Dia melirik kembali ke pria menakutkan di belakang Gymhead. Tidak, dia jelas tidak membuatnya merasa tenang. Bahkan, dia membuat panas tumbuh di pangkal tulang punggungnya. Jelas tidak tenang, tapi dia hanya satu pria. Tidak akan sulit untuk menghindarinya. Namun, dikelilingi oleh pria-pria berotot lainnya membantu perasaannya. Dia merasa lebih aman daripada yang dia rasakan dalam waktu yang lama. Seperti kehadiran James yang akrab dalam hidupnya sekali lagi.

"Kamu akan belajar apa, tepatnya? Karena kita jelas-jelas tidak sedang berbicara tentang bertarung. Beratmu berapa? 40... 45 kilo basah kuyup? Tidak akan terjadi, sayang," dia menggelengkan kepalanya. Sebutan sayang yang lain. Lita tidak bisa menahan diri untuk mencuri pandangan kembali ke pria di pintu. Ini salahnya. Matanya seperti mercusuar, terus menariknya dan sekarang dia tampak seolah-olah kehadirannya sangat menjijikkan baginya. Jika dia membuatnya kehilangan kesempatan ini, perasaan itu akan saling berbalas.
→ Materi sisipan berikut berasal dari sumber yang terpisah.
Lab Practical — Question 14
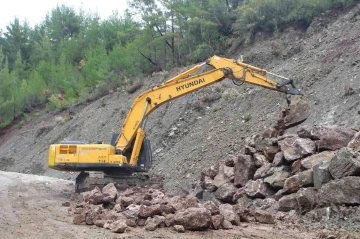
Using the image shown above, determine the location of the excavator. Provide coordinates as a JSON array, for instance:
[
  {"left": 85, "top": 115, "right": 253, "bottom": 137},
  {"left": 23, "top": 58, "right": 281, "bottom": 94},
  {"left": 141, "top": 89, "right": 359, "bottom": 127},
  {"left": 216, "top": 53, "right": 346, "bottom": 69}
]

"Tidak ada wanita lain di sini? Tidak bisakah aku berlatih dengan mereka?" Lita berpura-pura putus asa. Jika Gymhead percaya dia seperti wanita-wanita itu, siapapun mereka, mungkin dia akan mengalah. Tidak masalah apa kebenarannya. Sejenak berlalu, dan dia bersumpah dia mendengar suara geraman binatang. Dia melihat sekeliling mencari anjing tapi tidak menemukan apa-apa. Dia kembali fokus ke Gymhead, mengamati dia merenungkannya sebentar, memiringkan kepalanya sedikit ke arah pria di belakangnya.

"Apa pendapatmu, Alpha?" Gymhead bertanya, mengejutkan Lita sampai keluar dari pikirannya. Itu pemiliknya? Tiba-tiba, tubuhnya terasa terlalu panas, terlalu tegang. Dia mendorong lengan bajunya ke atas hanya untuk mendapatkan sedikit udara di kulitnya yang memerah. Lita tidak yakin apakah taruhannya akan berhasil. Seolah-olah kedua pria itu berkomunikasi satu sama lain, tapi tidak ada yang berbicara. Mata Alpha berkedip ke bawah ke lengan bawahnya dan membeku. Dia mengikuti pandangannya dan mengutuk pelan, menarik lengan bajunya kembali ke bawah. Dia mencoba mengabaikannya dengan senyum canggung, tapi dia sudah melihat memar sebesar sidik jari.

Jelas terlihat dari cara dia terus menatapnya, seolah-olah dia bisa melihat melalui bajunya. Bagaimana bisa dia lupa kenapa dia memakai pakaian ini? Lita ingin kabur, mengatakan tidak jadi dengan seluruh ide ini dan lari. Dia sudah membuat beberapa kesalahan besar hanya dalam beberapa menit. Bagaimana dia bisa bertahan melalui semester sekolah tanpa membuat kekacauan yang lebih besar untuk dirinya sendiri?

"Lima kali biaya keanggotaan, di muka. Jangan mengganggu dan jangan aneh. Jangan tanya siapapun di sini tentang James. Dan ya... kita bisa punya kesepakatan," kata Gymhead tajam, memecah pikirannya.

"Setuju." Dia tidak perlu memikirkannya. Dia sudah memilih jalan ini sebelum meninggalkan apartemennya.

"Baik. Hit the mats. Mari kita lihat apa yang kita hadapi."

"Apa?" dia terperanjat, mengira dia salah paham. Tapi cara kedua pria itu tidak berkedip lagi memberitahunya bahwa Gymhead serius dengan setiap kata.